What Does the Government Shutdown Mean for MSSPs?

The government shutdown could delay the upcoming release of new NIST security standards and guidelines.

Prior to the government shutdown, NIST was developing a risk management framework. It also was implementing changes to the federal government’s security controls guidelines.

MSSPs and corporate security teams sometimes use NIST standards and guidelines as baselines for their security programs. These standards and guidelines provide security best practices and threat mitigation strategies.

Which Federal Cybersecurity Resources Are Still Available?

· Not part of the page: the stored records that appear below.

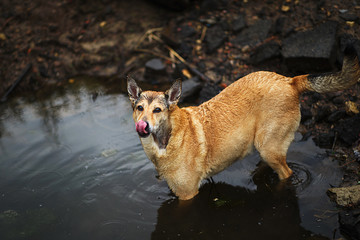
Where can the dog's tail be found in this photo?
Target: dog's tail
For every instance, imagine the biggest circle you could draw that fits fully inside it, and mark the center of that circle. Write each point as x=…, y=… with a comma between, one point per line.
x=330, y=82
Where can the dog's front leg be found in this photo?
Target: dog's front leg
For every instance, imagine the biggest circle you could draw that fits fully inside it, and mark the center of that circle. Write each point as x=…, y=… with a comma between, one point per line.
x=184, y=190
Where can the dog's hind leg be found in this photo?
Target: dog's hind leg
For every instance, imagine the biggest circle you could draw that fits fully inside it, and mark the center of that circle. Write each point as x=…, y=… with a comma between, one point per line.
x=273, y=146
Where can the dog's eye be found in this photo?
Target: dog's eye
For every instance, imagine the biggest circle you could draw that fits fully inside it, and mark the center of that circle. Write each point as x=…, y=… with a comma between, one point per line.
x=156, y=110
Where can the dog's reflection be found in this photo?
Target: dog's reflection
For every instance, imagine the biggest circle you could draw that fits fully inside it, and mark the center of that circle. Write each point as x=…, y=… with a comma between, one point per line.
x=222, y=211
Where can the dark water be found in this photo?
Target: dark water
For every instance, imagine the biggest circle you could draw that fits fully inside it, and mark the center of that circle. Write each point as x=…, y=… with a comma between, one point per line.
x=72, y=167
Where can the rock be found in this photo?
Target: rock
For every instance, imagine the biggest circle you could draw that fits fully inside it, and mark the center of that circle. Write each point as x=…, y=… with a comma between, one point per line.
x=345, y=196
x=155, y=70
x=349, y=16
x=350, y=223
x=346, y=39
x=305, y=114
x=215, y=37
x=254, y=34
x=176, y=5
x=349, y=130
x=336, y=116
x=209, y=91
x=189, y=88
x=95, y=47
x=351, y=108
x=239, y=23
x=325, y=140
x=312, y=50
x=265, y=52
x=187, y=31
x=322, y=112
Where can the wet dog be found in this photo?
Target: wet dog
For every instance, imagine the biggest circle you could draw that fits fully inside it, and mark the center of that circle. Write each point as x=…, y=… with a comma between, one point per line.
x=260, y=110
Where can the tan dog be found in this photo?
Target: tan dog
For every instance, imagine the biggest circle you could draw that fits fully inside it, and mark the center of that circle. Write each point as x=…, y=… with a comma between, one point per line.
x=261, y=109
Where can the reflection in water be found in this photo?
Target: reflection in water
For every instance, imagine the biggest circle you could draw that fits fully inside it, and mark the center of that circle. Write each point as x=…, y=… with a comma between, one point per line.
x=72, y=167
x=232, y=213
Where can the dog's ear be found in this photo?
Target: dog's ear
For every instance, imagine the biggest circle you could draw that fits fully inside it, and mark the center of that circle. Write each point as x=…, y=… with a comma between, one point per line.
x=174, y=93
x=133, y=90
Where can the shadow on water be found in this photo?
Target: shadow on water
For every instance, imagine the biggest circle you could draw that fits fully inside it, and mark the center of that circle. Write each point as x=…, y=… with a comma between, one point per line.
x=72, y=167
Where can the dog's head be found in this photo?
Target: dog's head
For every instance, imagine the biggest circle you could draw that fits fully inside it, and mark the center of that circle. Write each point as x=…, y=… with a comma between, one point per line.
x=152, y=109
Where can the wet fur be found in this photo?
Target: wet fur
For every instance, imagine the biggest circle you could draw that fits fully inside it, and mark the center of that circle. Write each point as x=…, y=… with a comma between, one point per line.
x=260, y=110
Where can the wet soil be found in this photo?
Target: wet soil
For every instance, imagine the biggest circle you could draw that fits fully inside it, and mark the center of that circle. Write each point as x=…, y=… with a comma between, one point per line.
x=223, y=40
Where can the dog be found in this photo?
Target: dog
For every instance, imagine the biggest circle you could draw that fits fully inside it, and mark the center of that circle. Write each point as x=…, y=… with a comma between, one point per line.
x=260, y=110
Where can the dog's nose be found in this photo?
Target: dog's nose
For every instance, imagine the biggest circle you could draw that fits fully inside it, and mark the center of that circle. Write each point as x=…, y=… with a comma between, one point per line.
x=142, y=128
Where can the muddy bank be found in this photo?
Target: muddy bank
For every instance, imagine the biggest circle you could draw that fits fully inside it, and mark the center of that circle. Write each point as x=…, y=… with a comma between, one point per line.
x=209, y=44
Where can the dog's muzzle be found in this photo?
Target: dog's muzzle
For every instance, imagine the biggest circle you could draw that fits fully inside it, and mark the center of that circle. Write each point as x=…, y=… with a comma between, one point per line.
x=142, y=128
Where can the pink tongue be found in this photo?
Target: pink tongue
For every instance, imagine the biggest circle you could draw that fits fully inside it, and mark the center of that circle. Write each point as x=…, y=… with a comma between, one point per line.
x=140, y=127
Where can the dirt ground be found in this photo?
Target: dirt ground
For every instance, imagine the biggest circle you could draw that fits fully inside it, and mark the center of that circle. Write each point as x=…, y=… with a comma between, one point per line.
x=56, y=41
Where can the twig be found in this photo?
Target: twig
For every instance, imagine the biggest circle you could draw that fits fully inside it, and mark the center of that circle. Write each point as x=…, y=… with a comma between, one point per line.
x=156, y=54
x=146, y=34
x=18, y=80
x=190, y=66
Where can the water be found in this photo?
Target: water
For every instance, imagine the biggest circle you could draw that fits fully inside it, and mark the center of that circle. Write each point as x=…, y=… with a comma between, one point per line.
x=72, y=167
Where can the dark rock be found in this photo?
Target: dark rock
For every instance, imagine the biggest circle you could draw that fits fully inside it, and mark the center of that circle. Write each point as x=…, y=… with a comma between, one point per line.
x=185, y=49
x=349, y=130
x=254, y=34
x=325, y=140
x=176, y=5
x=239, y=23
x=208, y=5
x=282, y=27
x=265, y=52
x=189, y=88
x=322, y=113
x=312, y=50
x=336, y=116
x=305, y=114
x=349, y=16
x=350, y=223
x=338, y=100
x=170, y=37
x=187, y=31
x=215, y=37
x=209, y=91
x=154, y=70
x=345, y=40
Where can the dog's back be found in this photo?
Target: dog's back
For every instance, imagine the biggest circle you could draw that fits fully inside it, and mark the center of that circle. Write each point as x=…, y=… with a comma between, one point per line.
x=261, y=109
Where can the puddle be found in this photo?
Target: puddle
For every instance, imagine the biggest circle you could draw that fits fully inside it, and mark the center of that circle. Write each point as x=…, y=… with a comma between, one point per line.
x=72, y=167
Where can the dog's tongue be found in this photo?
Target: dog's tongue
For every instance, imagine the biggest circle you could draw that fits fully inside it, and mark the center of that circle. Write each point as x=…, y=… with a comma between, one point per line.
x=140, y=127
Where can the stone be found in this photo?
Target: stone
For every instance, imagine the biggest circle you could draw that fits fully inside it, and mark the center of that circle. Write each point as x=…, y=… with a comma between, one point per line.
x=336, y=116
x=239, y=23
x=350, y=223
x=265, y=52
x=155, y=70
x=189, y=88
x=187, y=31
x=215, y=37
x=209, y=91
x=312, y=50
x=254, y=34
x=345, y=196
x=349, y=130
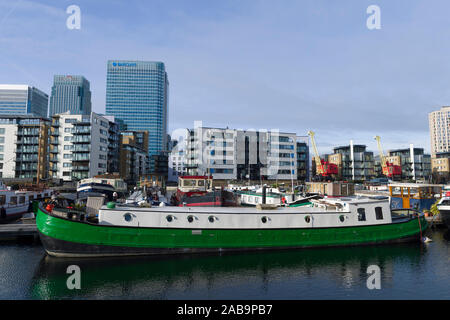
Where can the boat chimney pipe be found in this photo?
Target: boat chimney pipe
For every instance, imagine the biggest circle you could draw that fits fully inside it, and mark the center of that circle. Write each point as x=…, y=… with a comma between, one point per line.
x=264, y=194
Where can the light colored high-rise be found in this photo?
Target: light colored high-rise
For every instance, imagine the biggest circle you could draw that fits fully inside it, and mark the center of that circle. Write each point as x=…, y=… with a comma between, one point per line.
x=16, y=99
x=24, y=147
x=70, y=93
x=137, y=94
x=229, y=154
x=439, y=123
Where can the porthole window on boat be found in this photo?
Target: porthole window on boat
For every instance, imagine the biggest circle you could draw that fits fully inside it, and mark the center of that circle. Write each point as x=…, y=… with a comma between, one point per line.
x=361, y=214
x=379, y=213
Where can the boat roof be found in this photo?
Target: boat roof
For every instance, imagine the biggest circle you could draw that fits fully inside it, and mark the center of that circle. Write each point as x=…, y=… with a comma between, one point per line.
x=415, y=185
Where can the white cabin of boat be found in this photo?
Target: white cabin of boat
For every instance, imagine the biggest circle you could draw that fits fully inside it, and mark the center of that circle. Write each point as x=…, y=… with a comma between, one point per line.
x=334, y=212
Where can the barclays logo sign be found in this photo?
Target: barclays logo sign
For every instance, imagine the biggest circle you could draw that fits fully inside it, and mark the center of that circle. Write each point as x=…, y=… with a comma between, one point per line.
x=124, y=64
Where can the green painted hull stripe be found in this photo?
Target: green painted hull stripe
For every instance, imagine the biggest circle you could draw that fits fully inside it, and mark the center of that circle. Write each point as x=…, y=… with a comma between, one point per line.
x=83, y=233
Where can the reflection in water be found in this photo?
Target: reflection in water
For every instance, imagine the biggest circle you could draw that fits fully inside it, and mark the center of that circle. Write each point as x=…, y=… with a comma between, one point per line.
x=262, y=275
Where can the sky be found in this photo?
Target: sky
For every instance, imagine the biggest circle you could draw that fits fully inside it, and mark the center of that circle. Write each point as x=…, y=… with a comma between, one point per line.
x=294, y=66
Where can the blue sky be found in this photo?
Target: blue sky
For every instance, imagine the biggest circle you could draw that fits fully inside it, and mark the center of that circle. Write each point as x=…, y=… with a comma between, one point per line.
x=288, y=65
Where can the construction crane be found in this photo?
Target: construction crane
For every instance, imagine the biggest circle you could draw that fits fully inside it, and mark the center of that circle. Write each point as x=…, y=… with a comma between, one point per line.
x=390, y=170
x=323, y=168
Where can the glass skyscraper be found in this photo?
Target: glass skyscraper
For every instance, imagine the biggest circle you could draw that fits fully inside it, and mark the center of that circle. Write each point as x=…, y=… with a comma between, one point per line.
x=70, y=93
x=22, y=99
x=137, y=95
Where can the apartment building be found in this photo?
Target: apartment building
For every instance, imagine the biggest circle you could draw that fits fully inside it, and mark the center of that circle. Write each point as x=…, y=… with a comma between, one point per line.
x=440, y=167
x=230, y=154
x=439, y=124
x=416, y=165
x=83, y=146
x=24, y=147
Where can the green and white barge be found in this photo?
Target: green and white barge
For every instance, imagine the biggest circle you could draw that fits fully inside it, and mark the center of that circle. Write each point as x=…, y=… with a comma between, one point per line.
x=122, y=230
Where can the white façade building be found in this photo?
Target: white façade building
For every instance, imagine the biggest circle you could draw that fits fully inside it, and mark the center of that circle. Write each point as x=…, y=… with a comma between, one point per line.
x=232, y=154
x=83, y=146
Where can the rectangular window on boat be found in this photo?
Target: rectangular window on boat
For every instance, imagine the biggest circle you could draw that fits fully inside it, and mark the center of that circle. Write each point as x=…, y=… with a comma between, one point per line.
x=379, y=213
x=361, y=214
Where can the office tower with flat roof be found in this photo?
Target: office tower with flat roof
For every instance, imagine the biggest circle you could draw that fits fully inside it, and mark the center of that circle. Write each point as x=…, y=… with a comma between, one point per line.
x=22, y=100
x=137, y=94
x=70, y=93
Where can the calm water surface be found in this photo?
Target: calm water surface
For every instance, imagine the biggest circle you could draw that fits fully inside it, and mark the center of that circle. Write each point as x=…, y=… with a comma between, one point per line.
x=412, y=271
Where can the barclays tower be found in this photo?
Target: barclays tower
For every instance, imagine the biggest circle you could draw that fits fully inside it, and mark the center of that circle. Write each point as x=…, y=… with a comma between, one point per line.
x=137, y=95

During the government shutdown, an NIST computer scientist and IT specialist will maintain the National Vulnerability Database (NVD), 16 employees will manage the institute’s time servers and an IT specialist will be at the National Cybersecurity Center of Excellence (NCCoE), Duo reported.

Other federal cybersecurity resources that will remain available during the government shutdown include:

  • National Cybersecurity and Communications Integration Center (NCCIS): NCCIS service desk is open and accepting calls.
  • National Technical Information Service (NTIS): NTIS will remain open and running.
  • Small Business Administration (SBA): Small businesses can access security recommendations and guidance from the SBA website.

Federal agencies are required to maintain appropriate cybersecurity functions across all agency information technology systems, the Office of Management and Budget indicated. They also must avoid any threat to the security, confidentiality and integrity of agency information and information systems managed by the government.